VectorNumeric and Numeric/FloatingPoint are semantically disjoint. We say that a type supports scalar differentiation when it conforms to FloatingPoint. We say that a type supports vector differentiation when it conforms to VectorNumeric while its ScalarElement supports scalar differentiation (i.e. conforms to the FloatingPoint protocol).

Note: According to the standard library, Numeric is only suitable for scalars, not for aggregate mathematical objects like vectors, and so is FloatingPoint. Today we make VectorNumeric have duplicate operators, but we hope to make a case for a more general numeric protocol in the Swift standard library.

To make a type support differentiation, the user can simply add a conformance to FloatingPoint or VectorNumeric. For example, TensorFlow’s Tensor<Scalar> type supports differentiation by conditionally conforming to the VectorNumeric protocol when the associated type Scalar conforms to FloatingPoint.

extension Tensor : VectorNumeric where Scalar : Numeric {
    typealias Dimensionality = [Int32] // This is shape.
    typealias ScalarElement = Scalar

    init(_ scalar: ScalarElement) {
        self = Raw.const(scalar)
    }

    init(dimensionality: [Int32], repeating repeatedValue: ScalarElement) {
        self = Raw.fill(dims: Tensor(dimensionality), repeatedValue)
    }

    func + (lhs: Tensor, rhs: Tensor) -> Tensor { ... }
    func - (lhs: Tensor, rhs: Tensor) -> Tensor { ... }
    func * (lhs: Tensor, rhs: Tensor) -> Tensor { ... }
}

Since VectorNumeric is general enough to provide all necessary ingredients for differentiation and the compiler doesn’t make special assumptions about well-known types, users can make any type support automatic differentiation. The following example shows a generic tree structure Tree<Value>, written as an algebraic data type, conditionally conforming to VectorNumeric by recursively defining operations using pattern matching. Now, functions over Tree<Value> can be differentiated!

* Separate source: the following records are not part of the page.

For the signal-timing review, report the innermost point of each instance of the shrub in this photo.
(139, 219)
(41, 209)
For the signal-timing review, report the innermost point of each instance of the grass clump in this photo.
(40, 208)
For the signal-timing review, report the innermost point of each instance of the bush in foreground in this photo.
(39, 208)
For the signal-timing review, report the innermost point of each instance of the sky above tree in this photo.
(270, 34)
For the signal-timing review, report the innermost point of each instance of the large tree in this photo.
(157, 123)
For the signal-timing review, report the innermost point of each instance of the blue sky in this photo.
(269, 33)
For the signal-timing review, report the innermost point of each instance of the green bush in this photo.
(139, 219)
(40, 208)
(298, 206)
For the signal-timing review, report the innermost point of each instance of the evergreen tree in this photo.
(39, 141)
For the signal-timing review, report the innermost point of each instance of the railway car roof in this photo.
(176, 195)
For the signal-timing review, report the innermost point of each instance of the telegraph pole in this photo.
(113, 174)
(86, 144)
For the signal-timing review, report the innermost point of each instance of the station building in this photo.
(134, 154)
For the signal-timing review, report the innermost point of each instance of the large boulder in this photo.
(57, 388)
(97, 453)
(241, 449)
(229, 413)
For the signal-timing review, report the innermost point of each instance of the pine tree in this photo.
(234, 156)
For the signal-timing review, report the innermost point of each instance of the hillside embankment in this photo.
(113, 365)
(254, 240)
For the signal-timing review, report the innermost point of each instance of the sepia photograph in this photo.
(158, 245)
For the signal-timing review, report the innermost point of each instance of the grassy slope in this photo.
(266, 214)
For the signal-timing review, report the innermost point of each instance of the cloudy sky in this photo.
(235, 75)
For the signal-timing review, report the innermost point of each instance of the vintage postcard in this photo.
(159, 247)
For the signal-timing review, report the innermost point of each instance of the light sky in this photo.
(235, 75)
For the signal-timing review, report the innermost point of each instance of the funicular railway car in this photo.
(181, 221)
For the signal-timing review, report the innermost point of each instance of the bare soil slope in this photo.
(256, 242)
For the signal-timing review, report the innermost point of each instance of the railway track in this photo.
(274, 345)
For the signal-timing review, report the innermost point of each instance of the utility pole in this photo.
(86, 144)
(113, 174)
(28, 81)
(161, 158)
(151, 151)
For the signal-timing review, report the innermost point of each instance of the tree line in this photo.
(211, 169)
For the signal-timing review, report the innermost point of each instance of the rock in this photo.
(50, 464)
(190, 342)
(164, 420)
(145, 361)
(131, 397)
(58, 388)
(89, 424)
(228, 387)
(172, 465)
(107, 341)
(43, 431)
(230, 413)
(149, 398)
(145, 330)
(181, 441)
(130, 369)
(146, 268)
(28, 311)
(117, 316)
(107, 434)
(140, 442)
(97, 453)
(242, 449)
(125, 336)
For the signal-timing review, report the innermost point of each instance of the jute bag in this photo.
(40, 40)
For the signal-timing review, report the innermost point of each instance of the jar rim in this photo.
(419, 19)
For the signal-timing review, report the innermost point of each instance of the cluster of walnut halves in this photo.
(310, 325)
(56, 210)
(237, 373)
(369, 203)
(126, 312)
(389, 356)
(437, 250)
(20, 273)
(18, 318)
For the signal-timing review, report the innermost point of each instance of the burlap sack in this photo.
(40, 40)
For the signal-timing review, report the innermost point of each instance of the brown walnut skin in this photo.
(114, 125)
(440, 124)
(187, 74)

indirect enum Tree<Value> {
    case leaf(Value)
    case node(Tree, Value, Tree)
}

extension Tree : VectorNumeric where Value : VectorNumeric {
    typealias ScalarElement = Value.ScalarElement
    typealias Dimensionality = Value.Dimensionality
  
    init(_ scalar: ScalarElement) {
        self = .leaf(Value(scalar))
    }
  
    init(dimensionality: Dimensionality, repeating repeatedValue: ScalarElement) {
        self = .leaf(Value(dimensionality: dimensionality, repeating: repeatedValue))
    }
  
    static func + (lhs: Tree, rhs: Tree) -> Tree {
        switch (lhs, rhs) {
        case let (.leaf(x), .leaf(y)):
            return .leaf(x + y)
        case let (.leaf(x), .node(l, y, r)):
            return .node(l, x + y, r)
        case let (.node(l, x, r), .leaf(y)):
            return .node(l, x + y, r)
        case let (.node(l0, x, r0), .node(l1, y, r1)):
            return .node(l0 + l0, x + y, r0 + r1)
        }
    }
  
    static func - (lhs: Tree, rhs: Tree) -> Tree { ... }
    static func * (lhs: Tree, rhs: Tree) -> Tree { ... }
    static func / (lhs: Tree, rhs: Tree) -> Tree { ... }
}

When is a function differentiable?

Once we have types that support differentiation, we can then define arbitrary functions over these types. Because we are aiming for an open and extensible system, we made the compiler agnostic of the actual operations - it does not have special knowledge of numeric standard library functions or distinguish between primitive operators and other functions. We recursively determine a function's differentiability based on:

  • its type signature: whether inputs and the output support scalar differentiation or vector differentiation
  • its visibility: if the function body is not visible by the Swift compiler (e.g. a C function or an argument which is a closure), then it is not differentiable
  • its data flow: whether all instructions and function calls are differentiable along the data flow to be differentiated

Since the rule is recursively defined, it needs a base case, so that the compiler will stop looking into function calls and determine the differentiability. Functions representing such base cases are often referred to in AD as "primitives". For that, we introduce the @differentiable attribute. Users can use @differentiable to give any function guaranteed differentiability. The attribute has a few associated arguments:

  • the differentiation mode (currently only reverse is supported)
  • the primal (optional, and should be specified if the adjoint requires checkpoints)
  • the adjoint

For example, one can define the derivative of tanh and make the AD system treat it as a "primitive", which is a base case when determining differentiability.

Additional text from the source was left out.